Monroe County Health Department Administrator John Wagner said he expects cases to increase with Thanksgiving being wrapped up, just as they did shortly after Halloween. 

“We expect an increase from Thanksgiving, not because people were more careless or anything like that, but just in general, people came in more contact with other people over Thanksgiving,” Wagner explained. “The more people you come in contact with, the higher the chances are that you’re going to run into somebody that tested positive.” 

He believes this “numbers game” is the same reason why Monroe County is seeing the percent of active cases in school-aged kids be disproportionate to the percentage of the county’s population that is kids this age. 

On Tuesday, 23 of the active cases represent school-aged children. 

“They are put into large group settings. School is a large group setting, so any time you’re coming into contact with large numbers of people, the chances that one of those people are going to be positive and don’t know it increases,” Wagner said. 

However, Wagner said the health department has not seen any large spread in schools. 

Monroe County is currently sitting at 105 deaths since the start of the pandemic, but Wagner said one death may be added soon as it is under investigation by the state. 

This death was of an elderly individual, Wagner said. 

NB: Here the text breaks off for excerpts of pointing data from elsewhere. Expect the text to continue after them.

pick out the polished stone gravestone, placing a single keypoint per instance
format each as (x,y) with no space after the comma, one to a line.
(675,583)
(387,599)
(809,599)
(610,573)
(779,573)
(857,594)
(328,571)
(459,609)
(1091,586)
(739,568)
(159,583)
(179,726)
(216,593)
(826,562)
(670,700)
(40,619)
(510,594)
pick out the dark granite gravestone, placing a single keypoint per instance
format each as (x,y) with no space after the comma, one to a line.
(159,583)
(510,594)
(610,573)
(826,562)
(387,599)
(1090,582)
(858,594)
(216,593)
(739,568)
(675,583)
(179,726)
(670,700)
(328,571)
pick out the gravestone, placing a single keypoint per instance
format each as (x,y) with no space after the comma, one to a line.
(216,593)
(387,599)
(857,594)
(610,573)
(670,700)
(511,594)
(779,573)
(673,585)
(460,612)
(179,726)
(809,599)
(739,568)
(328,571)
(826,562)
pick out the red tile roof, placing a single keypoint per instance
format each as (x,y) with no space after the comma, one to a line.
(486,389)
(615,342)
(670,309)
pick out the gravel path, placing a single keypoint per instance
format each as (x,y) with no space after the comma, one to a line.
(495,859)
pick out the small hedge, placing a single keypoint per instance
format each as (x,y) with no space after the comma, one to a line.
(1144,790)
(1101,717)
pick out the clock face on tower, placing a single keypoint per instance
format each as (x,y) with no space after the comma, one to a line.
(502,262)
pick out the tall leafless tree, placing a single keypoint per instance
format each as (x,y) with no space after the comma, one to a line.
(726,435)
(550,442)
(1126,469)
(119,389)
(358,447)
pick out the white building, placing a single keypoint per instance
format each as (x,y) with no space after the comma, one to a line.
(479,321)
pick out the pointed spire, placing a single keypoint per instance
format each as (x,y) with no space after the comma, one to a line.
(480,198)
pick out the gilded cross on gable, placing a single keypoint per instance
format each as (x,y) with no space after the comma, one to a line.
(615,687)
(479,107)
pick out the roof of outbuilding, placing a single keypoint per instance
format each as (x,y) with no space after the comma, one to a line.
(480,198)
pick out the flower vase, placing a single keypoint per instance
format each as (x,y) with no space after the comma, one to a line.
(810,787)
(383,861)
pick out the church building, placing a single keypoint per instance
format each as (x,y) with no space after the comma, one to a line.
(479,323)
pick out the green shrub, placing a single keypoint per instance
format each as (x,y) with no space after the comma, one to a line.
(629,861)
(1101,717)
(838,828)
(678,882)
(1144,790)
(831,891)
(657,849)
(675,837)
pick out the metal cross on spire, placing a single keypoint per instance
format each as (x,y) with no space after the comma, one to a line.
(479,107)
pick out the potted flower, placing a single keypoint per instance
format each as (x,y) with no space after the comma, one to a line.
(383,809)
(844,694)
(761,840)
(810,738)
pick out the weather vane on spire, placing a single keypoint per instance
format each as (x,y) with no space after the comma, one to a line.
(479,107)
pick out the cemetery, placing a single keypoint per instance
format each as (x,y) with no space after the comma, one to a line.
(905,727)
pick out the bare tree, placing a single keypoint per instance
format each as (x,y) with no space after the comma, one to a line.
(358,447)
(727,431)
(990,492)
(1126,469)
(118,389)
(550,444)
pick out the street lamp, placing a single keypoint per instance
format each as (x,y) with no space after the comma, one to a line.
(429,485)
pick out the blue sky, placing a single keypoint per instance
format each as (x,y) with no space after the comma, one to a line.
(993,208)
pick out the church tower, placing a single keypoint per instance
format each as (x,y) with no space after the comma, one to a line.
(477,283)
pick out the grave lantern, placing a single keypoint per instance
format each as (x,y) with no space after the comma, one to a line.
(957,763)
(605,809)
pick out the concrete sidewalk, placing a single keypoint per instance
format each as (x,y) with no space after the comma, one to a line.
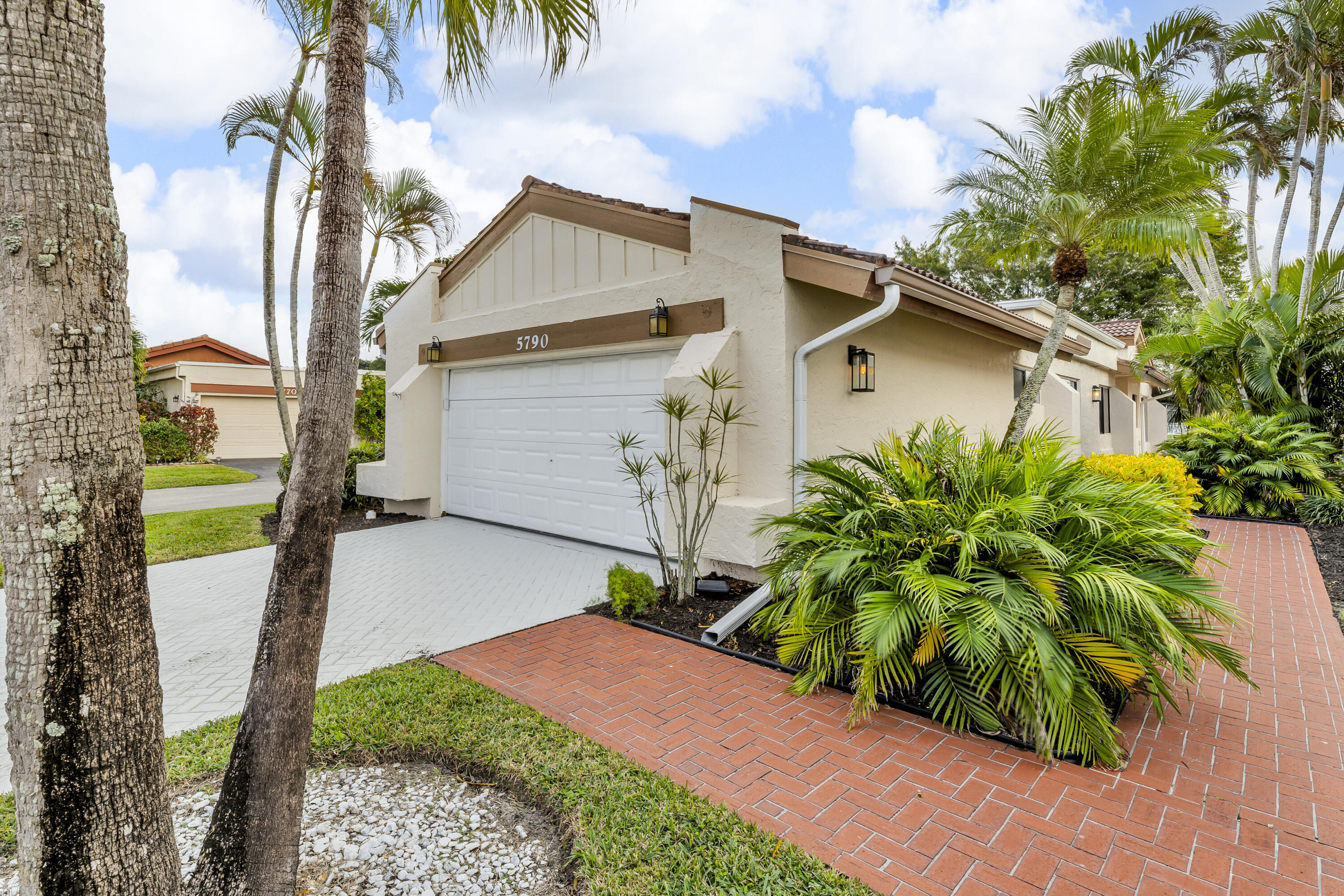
(409,590)
(202,497)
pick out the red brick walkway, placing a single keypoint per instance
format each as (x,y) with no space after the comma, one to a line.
(1242,794)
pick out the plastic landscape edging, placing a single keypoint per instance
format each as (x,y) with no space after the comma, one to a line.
(887,702)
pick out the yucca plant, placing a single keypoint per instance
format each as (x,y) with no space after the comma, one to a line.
(1004,587)
(1254,465)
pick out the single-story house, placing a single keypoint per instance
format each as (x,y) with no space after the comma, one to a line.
(542,327)
(213,374)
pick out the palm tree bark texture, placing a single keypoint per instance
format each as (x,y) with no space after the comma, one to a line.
(252,845)
(85,708)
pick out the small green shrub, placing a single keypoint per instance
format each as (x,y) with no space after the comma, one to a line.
(164,443)
(631,593)
(365,453)
(1150,468)
(1322,511)
(1002,587)
(1252,465)
(371,409)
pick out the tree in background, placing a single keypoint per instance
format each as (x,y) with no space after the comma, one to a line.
(1090,164)
(252,844)
(85,708)
(404,209)
(385,293)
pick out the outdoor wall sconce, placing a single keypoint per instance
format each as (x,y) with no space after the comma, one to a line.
(659,320)
(863,378)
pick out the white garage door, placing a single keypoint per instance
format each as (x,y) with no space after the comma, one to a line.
(530,445)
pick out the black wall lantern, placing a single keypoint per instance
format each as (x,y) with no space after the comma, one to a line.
(659,320)
(863,378)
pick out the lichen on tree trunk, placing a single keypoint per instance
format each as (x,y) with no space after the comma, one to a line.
(85,708)
(253,841)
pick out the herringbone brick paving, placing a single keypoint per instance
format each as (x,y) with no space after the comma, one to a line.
(1240,793)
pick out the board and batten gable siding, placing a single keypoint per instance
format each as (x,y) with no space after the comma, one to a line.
(545,257)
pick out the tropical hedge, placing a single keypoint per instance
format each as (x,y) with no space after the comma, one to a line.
(1254,465)
(1006,589)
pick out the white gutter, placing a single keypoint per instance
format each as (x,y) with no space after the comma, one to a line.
(892,299)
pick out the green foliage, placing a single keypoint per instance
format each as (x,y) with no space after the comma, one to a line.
(371,409)
(1322,511)
(1253,465)
(636,832)
(631,593)
(1004,587)
(351,500)
(1150,468)
(164,443)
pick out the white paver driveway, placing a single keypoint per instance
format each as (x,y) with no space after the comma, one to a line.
(400,591)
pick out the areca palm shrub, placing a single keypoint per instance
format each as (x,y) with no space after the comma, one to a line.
(1004,587)
(1253,465)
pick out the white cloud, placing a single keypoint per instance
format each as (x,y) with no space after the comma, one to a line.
(978,58)
(175,66)
(898,163)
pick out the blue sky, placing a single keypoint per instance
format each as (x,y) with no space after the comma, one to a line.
(843,115)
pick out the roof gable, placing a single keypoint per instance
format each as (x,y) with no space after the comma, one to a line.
(201,349)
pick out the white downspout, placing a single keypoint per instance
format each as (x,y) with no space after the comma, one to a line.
(800,366)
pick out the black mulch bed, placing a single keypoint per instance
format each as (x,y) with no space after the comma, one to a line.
(1328,542)
(699,614)
(350,521)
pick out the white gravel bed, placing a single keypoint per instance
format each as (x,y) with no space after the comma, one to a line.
(400,831)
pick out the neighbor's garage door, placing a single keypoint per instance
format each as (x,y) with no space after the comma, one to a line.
(530,445)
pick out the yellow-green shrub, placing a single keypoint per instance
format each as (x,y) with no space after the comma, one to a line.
(1150,468)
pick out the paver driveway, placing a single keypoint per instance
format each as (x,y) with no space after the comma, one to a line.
(1241,793)
(400,591)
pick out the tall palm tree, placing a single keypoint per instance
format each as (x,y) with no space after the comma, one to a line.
(310,27)
(1168,53)
(1093,163)
(404,209)
(253,839)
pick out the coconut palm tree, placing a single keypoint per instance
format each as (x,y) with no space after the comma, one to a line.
(1093,163)
(404,209)
(310,26)
(253,839)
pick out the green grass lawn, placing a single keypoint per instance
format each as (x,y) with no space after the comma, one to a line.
(178,476)
(635,832)
(197,534)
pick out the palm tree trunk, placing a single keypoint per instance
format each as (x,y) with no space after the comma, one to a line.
(1031,392)
(293,291)
(1252,237)
(369,272)
(84,700)
(268,254)
(1318,181)
(1292,182)
(253,840)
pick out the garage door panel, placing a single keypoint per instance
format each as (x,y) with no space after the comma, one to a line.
(530,445)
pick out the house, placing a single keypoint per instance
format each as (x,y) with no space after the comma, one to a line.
(213,374)
(542,327)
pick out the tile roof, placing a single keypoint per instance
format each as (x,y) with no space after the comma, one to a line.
(1119,328)
(530,183)
(873,258)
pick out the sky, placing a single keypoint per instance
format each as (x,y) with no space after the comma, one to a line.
(842,115)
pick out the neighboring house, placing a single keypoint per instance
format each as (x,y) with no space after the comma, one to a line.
(543,322)
(1097,400)
(236,383)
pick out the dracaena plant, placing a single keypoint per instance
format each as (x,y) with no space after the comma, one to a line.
(683,478)
(1004,587)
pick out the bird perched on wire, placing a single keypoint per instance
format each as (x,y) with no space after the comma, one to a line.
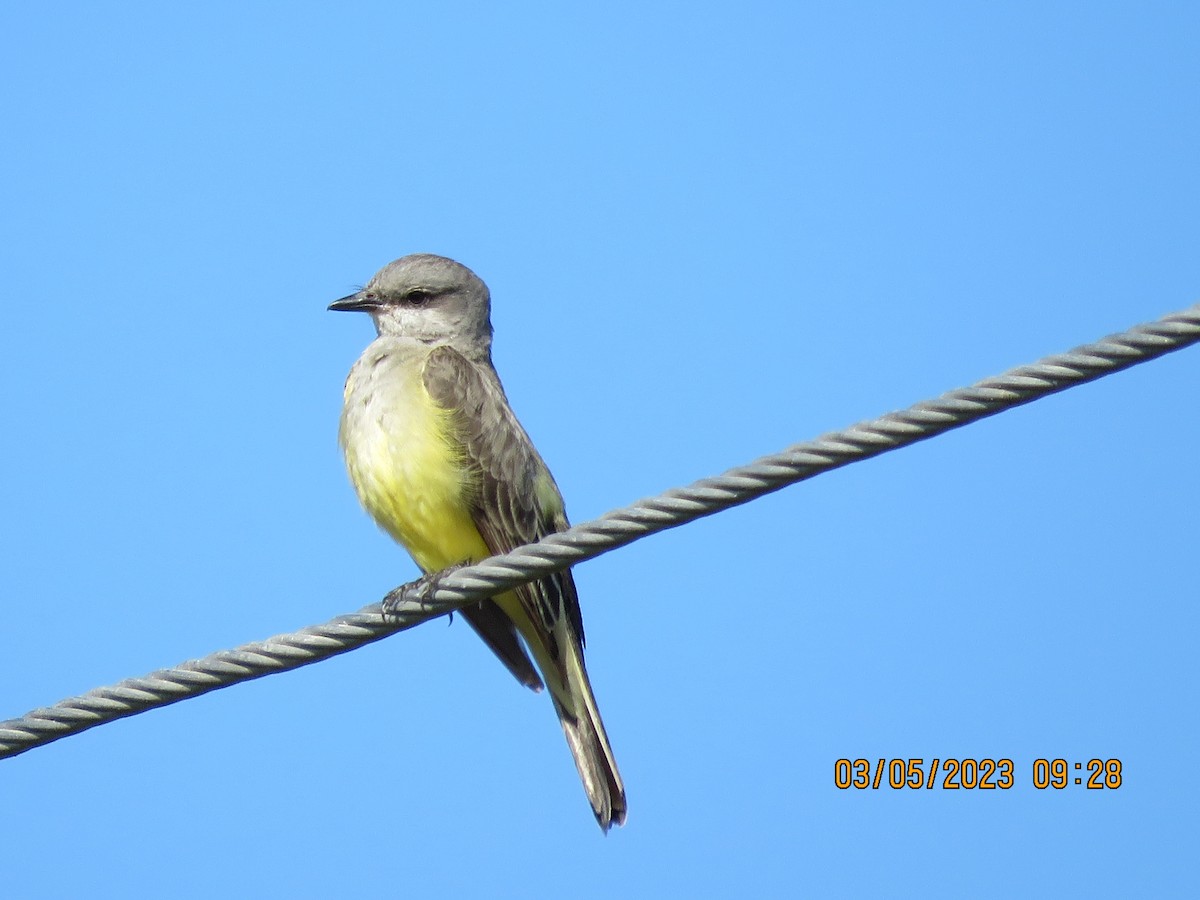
(442,463)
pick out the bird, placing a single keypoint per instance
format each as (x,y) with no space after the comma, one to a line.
(438,459)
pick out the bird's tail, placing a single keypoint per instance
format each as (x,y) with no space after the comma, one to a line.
(576,707)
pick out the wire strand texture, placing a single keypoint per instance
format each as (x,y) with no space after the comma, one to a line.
(441,593)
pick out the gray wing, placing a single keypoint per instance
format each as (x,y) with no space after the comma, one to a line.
(515,499)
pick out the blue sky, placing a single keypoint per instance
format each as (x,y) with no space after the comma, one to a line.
(711,231)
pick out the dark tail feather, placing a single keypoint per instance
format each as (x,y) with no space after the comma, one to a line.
(501,635)
(589,745)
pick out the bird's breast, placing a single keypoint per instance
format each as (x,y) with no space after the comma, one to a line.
(406,462)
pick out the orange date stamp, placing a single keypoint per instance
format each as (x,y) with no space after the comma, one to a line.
(972,774)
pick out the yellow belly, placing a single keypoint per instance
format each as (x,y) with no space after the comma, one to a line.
(405,463)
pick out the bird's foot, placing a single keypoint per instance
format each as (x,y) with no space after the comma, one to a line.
(419,592)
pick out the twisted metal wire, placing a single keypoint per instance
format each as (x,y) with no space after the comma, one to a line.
(437,594)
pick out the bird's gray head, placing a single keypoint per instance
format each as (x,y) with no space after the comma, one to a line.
(429,299)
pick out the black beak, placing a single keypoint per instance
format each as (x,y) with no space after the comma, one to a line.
(361,301)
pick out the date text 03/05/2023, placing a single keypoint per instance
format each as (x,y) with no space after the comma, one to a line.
(957,774)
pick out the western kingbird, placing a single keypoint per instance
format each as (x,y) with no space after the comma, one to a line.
(443,466)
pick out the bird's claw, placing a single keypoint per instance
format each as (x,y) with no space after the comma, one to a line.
(419,592)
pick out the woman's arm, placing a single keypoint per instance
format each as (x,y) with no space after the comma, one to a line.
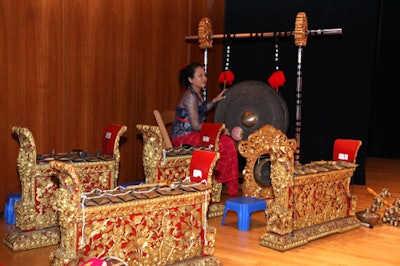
(190,104)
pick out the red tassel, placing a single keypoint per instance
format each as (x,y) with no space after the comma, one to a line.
(277,79)
(226,77)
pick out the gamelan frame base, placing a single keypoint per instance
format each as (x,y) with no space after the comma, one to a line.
(303,236)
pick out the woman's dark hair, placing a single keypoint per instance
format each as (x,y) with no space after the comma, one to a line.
(187,72)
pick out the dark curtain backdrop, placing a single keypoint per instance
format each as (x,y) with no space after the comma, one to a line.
(338,71)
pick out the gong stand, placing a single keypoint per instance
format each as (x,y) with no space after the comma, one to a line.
(300,33)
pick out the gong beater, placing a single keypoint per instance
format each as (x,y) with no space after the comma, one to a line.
(250,105)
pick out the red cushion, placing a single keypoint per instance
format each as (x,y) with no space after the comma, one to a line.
(200,165)
(346,149)
(110,133)
(209,134)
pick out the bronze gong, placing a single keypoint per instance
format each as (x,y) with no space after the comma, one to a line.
(250,105)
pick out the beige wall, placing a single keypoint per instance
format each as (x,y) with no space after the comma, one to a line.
(70,67)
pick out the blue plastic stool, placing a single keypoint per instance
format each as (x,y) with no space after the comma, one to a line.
(244,207)
(9,212)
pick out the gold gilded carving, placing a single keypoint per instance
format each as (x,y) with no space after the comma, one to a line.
(35,211)
(152,231)
(159,167)
(303,203)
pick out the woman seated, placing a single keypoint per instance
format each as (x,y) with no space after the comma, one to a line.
(189,118)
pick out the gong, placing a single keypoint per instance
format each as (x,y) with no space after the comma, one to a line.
(250,105)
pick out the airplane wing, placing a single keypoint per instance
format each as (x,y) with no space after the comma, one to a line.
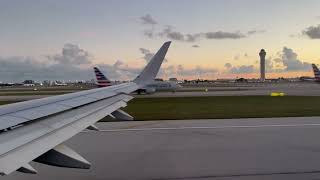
(35,130)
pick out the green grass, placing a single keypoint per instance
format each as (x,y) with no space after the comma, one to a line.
(220,107)
(223,107)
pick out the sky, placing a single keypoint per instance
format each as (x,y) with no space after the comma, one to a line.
(212,39)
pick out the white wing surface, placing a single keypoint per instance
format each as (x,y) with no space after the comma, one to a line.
(35,130)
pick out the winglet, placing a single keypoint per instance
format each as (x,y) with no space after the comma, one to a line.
(150,72)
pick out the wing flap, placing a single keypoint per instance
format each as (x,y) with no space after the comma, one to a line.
(25,141)
(20,113)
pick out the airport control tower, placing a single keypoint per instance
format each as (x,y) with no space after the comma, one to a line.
(262,55)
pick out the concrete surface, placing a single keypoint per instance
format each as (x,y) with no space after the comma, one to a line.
(271,148)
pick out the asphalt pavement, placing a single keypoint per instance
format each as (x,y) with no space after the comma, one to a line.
(266,148)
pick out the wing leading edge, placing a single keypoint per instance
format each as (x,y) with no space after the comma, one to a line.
(35,130)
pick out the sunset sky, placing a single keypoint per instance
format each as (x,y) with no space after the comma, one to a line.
(64,39)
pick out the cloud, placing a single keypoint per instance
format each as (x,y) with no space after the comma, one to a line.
(173,35)
(236,57)
(228,65)
(313,32)
(239,69)
(181,71)
(72,54)
(242,69)
(252,32)
(148,19)
(169,32)
(224,35)
(290,61)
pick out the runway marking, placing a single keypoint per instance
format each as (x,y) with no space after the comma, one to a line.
(205,127)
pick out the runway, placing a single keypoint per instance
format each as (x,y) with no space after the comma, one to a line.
(267,148)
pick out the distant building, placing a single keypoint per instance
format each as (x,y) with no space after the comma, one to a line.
(173,79)
(262,55)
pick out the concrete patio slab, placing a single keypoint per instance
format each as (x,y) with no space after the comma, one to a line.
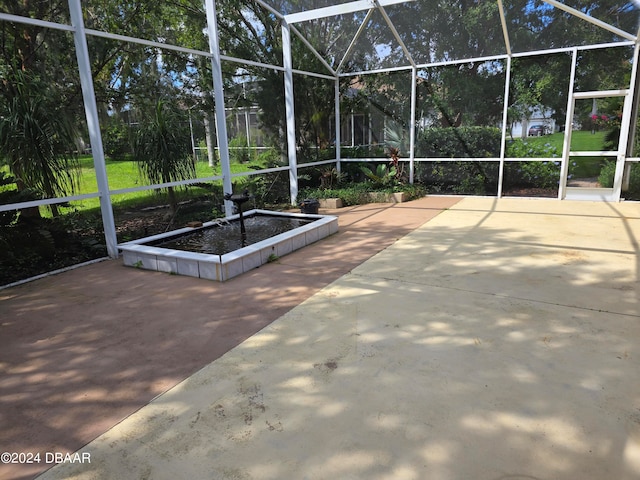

Much is still unknown about the new Omicron variant. 

“It appears that it spreads easier than the Delta variant, meaning it’s more contagious. Typically that means its viral load may be a little heavier, so it takes very little of it to basically make you sick,” Wagner said. 

He said because the AstraZeneca vaccine is commonly used to combat COVID in Africa, where the majority of variant cases are cropping up, it’s hard to determine the effectiveness of the vaccines used in the U.S. – Moderna, Pfizer and Johnson & Johnson – against Omicron. 

The health department is hosting three upcoming drive-thru COVID vaccine clinics at Rock City in Valmeyer. Moderna clinics (ages 18 and up) take place this and next Thursday, Dec. 2 and Dec. 9, from 1-3 p.m. A Pfizer clinic (ages 12 and up) is on Tuesday, Dec. 7 from 1-3 p.m. 

Those looking to get their second or “booster” doses must bring a vaccination card with them.

For those looking to have their young children vaccinated, the health department is hosting another round of ages 5-11 Pfizer clinics Tuesday, Dec. 14 at Parkview Elementary in Columbia and Wednesday, Dec. 15 at Zahnow Elementary in Waterloo from 3:15-5 p.m. 

As of Wednesday, 55.27 percent (18,976 residents) of Monroe County’s eligible population is fully vaccinated.